As Japan recovered from the post-war depression, okonomiyaki became the cornerstone of Hiroshima's nascent restaurant culture. And with new variables- noodles, protein, fishy powders- added to the equation, it became an increasingly fungible concept. Half a century later it still defies easy description. Okonomi means "whatever you like," yaki means "grill," but smashed together they do little to paint a clear picture. Invariably, writers, cooks, and oko officials revert to analogies: some call it a cabbage crepe; others a savory pancake or an omelet. Guidebooks, unhelpfully, refer to it as Japanese pizza, though okonomiyaki looks and tastes nothing like pizza. Otafuku, for its part, does little to clarify the situation, comparing okonomiyaki in turn to Turkish pide, Indian chapati, and Mexican tacos.
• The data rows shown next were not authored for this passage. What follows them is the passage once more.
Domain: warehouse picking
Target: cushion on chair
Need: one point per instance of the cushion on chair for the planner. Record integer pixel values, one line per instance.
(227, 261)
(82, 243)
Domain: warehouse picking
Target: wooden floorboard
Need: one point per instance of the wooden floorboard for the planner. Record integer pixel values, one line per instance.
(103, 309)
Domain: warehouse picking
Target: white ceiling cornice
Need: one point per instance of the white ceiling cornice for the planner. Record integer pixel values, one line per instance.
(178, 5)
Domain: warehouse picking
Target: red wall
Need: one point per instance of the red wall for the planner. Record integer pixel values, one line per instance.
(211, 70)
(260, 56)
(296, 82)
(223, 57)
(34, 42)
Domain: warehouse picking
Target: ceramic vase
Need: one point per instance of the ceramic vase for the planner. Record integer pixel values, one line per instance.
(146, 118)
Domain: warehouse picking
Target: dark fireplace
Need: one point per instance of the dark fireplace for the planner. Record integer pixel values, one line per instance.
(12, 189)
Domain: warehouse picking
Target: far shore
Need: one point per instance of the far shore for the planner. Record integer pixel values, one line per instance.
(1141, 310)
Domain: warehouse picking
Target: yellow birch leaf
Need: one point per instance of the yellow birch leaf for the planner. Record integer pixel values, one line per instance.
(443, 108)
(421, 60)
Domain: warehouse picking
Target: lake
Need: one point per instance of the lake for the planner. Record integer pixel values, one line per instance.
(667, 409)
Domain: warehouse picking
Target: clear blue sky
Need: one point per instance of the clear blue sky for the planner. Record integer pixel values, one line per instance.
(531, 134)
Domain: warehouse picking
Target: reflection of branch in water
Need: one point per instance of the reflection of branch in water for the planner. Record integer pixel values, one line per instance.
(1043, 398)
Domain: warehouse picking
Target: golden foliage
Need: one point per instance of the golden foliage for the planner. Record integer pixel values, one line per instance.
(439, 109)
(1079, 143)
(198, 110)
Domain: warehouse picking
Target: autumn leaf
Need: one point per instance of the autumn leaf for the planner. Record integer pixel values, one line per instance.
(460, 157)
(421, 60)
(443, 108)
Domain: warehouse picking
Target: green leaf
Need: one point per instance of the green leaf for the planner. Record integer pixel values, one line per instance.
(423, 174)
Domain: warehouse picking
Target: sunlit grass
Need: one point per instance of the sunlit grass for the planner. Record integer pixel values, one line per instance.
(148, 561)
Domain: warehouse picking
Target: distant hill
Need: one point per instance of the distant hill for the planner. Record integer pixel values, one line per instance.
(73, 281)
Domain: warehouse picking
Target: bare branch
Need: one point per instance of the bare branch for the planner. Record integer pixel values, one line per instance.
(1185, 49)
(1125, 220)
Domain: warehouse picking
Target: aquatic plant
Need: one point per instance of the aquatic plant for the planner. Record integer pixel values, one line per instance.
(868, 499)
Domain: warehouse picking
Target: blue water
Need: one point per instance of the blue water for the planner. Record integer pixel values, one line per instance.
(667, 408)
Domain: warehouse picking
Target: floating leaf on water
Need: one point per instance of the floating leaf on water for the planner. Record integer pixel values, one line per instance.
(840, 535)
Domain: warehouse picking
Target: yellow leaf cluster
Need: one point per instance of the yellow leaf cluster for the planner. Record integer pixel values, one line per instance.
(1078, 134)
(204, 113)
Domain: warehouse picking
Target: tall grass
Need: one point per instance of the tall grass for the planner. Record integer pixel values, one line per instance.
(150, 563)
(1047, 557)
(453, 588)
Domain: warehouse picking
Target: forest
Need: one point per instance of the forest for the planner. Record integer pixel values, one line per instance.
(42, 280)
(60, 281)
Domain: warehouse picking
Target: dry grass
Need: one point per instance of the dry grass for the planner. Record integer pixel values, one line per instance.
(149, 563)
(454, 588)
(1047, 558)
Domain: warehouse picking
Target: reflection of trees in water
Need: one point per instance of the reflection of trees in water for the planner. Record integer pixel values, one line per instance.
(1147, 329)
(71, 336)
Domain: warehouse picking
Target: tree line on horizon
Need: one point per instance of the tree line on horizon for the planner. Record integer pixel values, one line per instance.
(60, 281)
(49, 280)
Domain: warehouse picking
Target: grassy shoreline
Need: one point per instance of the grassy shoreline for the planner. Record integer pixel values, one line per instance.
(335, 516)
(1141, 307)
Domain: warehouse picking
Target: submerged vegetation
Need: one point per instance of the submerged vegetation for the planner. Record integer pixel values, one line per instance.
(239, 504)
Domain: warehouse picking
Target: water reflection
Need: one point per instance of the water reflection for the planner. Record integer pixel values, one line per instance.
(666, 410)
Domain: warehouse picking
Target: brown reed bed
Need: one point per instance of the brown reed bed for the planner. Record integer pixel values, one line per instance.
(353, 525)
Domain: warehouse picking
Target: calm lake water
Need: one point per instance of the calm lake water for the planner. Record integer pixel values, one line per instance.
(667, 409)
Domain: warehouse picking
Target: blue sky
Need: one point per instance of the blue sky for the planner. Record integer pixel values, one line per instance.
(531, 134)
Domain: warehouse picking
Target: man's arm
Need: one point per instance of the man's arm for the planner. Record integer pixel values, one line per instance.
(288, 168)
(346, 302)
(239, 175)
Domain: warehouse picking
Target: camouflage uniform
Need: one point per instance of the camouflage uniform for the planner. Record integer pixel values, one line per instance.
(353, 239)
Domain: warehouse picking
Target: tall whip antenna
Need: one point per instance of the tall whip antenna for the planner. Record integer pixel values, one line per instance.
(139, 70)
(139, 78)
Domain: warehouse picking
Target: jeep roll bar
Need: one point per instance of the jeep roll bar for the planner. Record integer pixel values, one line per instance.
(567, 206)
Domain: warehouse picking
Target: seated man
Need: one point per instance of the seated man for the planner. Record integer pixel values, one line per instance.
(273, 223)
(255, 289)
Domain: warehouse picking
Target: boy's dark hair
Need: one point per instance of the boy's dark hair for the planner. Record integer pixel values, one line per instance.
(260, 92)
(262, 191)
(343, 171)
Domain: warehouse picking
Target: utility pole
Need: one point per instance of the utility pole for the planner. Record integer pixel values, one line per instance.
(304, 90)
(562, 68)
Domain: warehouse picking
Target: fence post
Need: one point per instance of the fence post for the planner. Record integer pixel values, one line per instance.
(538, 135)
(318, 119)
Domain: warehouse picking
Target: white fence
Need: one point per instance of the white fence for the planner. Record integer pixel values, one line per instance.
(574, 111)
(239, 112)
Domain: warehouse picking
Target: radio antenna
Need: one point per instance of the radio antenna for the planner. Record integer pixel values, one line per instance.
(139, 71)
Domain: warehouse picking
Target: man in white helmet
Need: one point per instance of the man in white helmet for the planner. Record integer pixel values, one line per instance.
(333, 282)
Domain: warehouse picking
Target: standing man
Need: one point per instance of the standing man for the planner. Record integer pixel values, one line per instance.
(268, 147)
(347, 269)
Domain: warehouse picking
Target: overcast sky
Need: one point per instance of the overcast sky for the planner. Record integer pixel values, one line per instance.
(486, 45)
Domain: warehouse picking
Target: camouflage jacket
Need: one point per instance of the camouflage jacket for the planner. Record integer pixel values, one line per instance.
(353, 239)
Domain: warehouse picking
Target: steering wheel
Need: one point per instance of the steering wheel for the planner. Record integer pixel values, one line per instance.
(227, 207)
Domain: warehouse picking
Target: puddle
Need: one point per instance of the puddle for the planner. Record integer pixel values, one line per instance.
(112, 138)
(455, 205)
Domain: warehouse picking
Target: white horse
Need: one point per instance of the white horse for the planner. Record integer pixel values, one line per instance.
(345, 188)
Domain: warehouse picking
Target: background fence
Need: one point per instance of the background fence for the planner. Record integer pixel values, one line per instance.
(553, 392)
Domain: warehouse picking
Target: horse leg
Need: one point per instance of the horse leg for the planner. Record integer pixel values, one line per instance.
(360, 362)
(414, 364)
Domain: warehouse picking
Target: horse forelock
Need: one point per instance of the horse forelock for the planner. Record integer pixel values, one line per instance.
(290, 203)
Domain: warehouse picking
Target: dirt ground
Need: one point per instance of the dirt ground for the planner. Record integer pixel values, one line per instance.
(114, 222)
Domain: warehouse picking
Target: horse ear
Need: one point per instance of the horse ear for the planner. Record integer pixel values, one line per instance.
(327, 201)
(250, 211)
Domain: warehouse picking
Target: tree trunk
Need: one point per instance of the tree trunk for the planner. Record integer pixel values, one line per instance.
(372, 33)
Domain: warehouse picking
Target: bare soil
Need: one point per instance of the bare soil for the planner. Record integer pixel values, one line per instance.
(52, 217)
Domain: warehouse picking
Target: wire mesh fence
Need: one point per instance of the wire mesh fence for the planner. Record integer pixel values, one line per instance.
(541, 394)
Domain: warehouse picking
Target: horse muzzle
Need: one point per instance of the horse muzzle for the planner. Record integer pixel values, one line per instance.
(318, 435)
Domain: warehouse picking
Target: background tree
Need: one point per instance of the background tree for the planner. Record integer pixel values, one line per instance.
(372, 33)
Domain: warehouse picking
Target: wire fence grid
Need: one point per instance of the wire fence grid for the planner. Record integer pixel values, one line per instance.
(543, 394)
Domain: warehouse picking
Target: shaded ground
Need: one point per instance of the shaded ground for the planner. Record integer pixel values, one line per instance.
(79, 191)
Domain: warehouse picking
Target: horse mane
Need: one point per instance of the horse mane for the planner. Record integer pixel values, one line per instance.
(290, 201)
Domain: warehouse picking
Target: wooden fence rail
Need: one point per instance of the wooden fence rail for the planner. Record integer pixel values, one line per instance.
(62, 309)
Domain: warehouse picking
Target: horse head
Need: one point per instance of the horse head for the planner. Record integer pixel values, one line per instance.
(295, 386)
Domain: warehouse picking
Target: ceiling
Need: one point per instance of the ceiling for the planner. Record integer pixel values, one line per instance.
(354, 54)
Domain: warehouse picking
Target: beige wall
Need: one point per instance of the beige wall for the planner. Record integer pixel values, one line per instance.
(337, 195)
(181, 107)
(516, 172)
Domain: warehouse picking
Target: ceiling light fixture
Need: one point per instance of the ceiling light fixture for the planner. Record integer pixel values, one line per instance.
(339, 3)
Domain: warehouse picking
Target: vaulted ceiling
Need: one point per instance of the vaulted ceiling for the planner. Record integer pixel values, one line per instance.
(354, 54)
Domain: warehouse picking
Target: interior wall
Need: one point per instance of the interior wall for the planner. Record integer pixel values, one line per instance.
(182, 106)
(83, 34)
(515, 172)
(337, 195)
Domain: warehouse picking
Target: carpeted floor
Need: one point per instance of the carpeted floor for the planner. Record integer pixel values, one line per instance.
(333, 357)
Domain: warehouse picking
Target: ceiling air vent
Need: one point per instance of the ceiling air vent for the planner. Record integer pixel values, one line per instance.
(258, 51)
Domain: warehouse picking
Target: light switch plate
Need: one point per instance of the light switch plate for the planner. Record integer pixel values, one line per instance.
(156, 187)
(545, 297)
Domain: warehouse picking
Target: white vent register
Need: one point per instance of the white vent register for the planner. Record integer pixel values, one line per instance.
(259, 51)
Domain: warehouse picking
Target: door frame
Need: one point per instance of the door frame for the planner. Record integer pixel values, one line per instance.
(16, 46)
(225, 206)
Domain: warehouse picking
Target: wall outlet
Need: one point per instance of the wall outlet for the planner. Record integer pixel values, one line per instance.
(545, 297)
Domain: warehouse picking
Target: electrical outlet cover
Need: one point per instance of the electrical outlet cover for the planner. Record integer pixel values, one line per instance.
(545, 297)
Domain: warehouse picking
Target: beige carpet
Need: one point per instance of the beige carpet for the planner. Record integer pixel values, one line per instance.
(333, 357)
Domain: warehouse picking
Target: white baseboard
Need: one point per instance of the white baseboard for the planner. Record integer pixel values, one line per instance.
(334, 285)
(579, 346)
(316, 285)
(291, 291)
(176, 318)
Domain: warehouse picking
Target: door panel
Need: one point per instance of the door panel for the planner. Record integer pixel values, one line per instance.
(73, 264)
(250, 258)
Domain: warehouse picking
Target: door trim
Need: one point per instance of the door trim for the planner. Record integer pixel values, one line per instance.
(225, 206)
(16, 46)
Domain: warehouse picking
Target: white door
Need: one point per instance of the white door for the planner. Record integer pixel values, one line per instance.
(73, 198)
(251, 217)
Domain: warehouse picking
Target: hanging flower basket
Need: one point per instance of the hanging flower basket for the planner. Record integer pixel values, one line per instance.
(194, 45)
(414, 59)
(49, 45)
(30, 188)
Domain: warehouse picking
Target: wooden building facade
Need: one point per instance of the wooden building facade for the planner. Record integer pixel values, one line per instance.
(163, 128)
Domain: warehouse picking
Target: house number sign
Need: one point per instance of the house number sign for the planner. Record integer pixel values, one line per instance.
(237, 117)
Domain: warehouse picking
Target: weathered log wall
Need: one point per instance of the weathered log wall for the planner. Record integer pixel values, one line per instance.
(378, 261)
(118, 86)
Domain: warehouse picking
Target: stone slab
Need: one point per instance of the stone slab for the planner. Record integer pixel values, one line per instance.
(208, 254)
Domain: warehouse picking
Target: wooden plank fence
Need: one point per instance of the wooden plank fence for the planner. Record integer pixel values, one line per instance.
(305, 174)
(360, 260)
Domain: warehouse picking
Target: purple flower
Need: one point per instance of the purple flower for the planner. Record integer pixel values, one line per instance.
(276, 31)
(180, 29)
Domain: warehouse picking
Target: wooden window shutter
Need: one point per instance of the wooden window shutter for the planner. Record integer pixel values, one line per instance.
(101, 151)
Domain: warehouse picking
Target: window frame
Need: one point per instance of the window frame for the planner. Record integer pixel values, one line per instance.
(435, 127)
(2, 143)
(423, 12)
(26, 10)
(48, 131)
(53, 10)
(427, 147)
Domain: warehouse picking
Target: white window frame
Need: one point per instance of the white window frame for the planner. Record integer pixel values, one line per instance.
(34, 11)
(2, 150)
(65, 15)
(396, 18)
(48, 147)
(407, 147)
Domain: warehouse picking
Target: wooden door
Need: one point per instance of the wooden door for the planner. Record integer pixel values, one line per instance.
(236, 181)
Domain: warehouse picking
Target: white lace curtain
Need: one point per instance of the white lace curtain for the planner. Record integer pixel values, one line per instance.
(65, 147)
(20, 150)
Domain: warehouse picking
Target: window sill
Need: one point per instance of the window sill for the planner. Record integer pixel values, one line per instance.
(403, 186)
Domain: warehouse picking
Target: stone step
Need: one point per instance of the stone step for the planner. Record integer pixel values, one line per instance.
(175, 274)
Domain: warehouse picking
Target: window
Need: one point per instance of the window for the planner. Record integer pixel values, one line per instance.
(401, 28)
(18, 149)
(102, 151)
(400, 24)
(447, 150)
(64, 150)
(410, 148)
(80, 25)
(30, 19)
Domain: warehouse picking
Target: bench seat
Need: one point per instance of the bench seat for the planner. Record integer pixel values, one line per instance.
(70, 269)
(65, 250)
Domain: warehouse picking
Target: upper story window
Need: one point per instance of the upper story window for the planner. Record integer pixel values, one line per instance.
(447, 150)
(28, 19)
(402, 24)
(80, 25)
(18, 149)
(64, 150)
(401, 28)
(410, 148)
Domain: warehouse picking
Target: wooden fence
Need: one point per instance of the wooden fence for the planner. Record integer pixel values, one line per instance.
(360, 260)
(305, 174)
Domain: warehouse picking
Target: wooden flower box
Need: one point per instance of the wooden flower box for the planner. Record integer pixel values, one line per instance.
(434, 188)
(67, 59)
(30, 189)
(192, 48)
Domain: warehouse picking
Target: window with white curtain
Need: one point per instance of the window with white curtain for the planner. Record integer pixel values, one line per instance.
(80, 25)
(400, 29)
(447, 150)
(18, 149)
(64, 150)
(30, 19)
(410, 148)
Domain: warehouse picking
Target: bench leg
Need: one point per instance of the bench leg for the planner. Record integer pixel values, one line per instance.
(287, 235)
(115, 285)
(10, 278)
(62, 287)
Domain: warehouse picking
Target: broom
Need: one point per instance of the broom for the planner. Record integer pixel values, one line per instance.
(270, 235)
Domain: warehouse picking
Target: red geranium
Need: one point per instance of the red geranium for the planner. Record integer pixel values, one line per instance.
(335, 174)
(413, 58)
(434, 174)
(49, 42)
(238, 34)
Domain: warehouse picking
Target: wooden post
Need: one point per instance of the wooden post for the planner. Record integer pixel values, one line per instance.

There are two overarching categories of okonomiyaki Hiroshima style, with a layer of noodles and a heavy cabbage presence, and Osaka or Kansai style, made with a base of eggs, flour, dashi, and grated nagaimo, sticky mountain yam. More than the ingredients themselves, the difference lies in the structure: whereas okonomiyaki in Hiroshima is carefully layered, a savory circle with five or six distinct layers, the ingredients in Osaka-style okonomiyaki are mixed together before cooking. The latter is so simple to cook that many restaurants let you do it yourself on table side teppans. Hiroshima-style okonomiyaki, on the other hand, is complicated enough that even the cooks who dedicate their lives to its construction still don't get it right most of the time. (Some people consider monjayaki, a runny mass of meat and vegetables popularized in Tokyo's Tsukishima district, to be part of the okonomiyaki family, but if so, it's no more than a distant cousin.)
Otafuku entered the picture in 1938 as a rice vinegar manufacturer. Their original factory near Yokogawa Station burned down in the nuclear attack, but in 1946 they started making vinegar again. In 1950 Otafuku began production of Worcestershire sauce, but local cooks complained that it was too spicy and too thin, that it didn't cling to okonomiyaki, which was becoming the nutritional staple of Hiroshima life. So Otafuku used fruit- originally orange and peach, later Middle Eastern dates- to thicken and sweeten the sauce, and added the now-iconic Otafuku label with the six virtues that the chubby-cheeked lady of Otafuku, a traditional character from Japanese folklore, is supposed to represent, including a little nose for modesty, big ears for good listening, and a large forehead for wisdom.